La norma approvata dal Parlamento si muove in questa direzione. I media potranno continuare a fare tutte le inchieste che vorranno, evitando tuttavia di pubblicare atti che sono coperti dal segreto istruttorio fino all’udienza preliminare quando diventeranno pubblici e pubblicabili con le garanzie che la legge riconosce all’indagato. Bavaglio? No, rispetto del cittadino indagato e non colpevole fino alla sentenza definitiva.
L’ANM ha subito protestato violentemente e alcuni magistrati hanno dichiarato che avrebbero continuato a dare ai media il testo delle ordinanze cautelari in aperta violazione della norma che lo vieta. Nessuno, invece, ha commentato il fatto che la previsione di abbattere l’arretrato dei processi civili nei Tribunali e nelle Corti d’Appello è fallita miseramente. l‘obiettivo di ridurre entro il 2023 l’arretrato nei Tribunali nella misura del 28% si è realizzato solo per il 9%, mentre nelle Corti d’Appello è stato del 28% invece che del 39. Il Governo è dovuto correre a Bruxelles con il cappello in mano per chiedere una modifica dell’impegno che prevedeva una riduzione del 90% entro il 2026 nei Tribunali e del 95% in Appello. Ha ottenuto una diversificazione nel senso di prendere in considerazione le cause pendenti ante 2019 separatamente dalle successive. Solo per quest’ultime resta fermo l’impegno di ridurle nella misura originariamente prevista per il tutto. Nonostante questa mano d’aiuto della Commissione, tranne miracoli possibili ma improbabili, sarà quasi impossibile raggiungere i risultati promessi.
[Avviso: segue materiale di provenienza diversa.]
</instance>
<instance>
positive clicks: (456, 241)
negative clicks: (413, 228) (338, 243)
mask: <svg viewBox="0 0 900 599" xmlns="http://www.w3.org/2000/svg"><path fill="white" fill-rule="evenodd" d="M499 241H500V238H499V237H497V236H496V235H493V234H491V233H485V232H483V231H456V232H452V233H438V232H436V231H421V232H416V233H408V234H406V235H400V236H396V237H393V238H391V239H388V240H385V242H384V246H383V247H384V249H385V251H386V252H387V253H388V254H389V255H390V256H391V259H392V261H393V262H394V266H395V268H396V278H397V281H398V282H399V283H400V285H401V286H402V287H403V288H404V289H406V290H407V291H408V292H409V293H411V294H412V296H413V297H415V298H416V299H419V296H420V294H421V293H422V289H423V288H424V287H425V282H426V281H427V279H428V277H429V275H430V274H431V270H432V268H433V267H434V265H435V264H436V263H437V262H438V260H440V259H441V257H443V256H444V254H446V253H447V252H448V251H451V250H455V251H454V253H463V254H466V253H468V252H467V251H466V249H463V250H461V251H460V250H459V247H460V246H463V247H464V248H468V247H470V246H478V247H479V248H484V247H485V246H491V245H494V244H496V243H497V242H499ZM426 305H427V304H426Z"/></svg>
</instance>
E tutto questo nonostante l’eccezionale sforzo di assunzioni che ha visto arruolare quasi 13.000 unità di personale come coadiutori di Giudici e Cancellieri. Il Belpaese ha il più alto numero di magistrati d’Europa, organici dilatati tra addetti al processo e personale di cancelleria, e, nonostante ciò, un arretrato mostruoso che non riesce a far diminuire. C’è qualcosa che non quadra, secondo buon senso.